There are moreover, other tangible advantages to something like the ICU:
‘One of the implications of this system is that nations will need to trade less in order to stay afloat. A self-balancing international trading system is likely to bring to an end to desperate overproduction by the poor and (because commodities are, as a result, so cheap) massive overconsumption by the rich.’
This would lead to less environmental pressures and contribute toward reducing the rate of climate change.
Monbiot also sees the ICU, using its Reserve surplus as the means by which to pay for the global parliament.
I’ve focused on the ICU because it’s one of the ideas he explores in greater detail, which leads me to my criticism of ‘The Age of Consent’ namely, that it makes a lot of assumptions about our ability to change institutions, for example the UN, but doesn’t say much about how they could be transformed or perhaps more importantly, if it is realistic to assume that they can be. He doesn’t moreover, go into an examination of his key proposal, the Global Parliament; for example, what kinds of structures would we need to implement it?
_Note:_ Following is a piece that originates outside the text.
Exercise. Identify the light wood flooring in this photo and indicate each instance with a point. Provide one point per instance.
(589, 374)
In many ways, the proposals contained in ‘The Age of Consent’ are a bit like Rubik’s Cube, each facet depends on all the others; fail to solve one and the others are left hanging. But ‘The Age of Consent’ doesn’t offer quick fixes, there are no miraculous cures. This is not a coffee table book for after dinner conversations. I for one, was inspired by it to contemplate what I could I do, in a practical sense to implement the ideas contained in it.
This is an important book, that anyone concerned about the future of the planet and looking for practical ‘advice’ on directions and strategies, needs to read. It doesn’t contain pat answers, indeed it incites the reader to get involved, which if it has a central ‘message’ at all, this is it: Get involved!”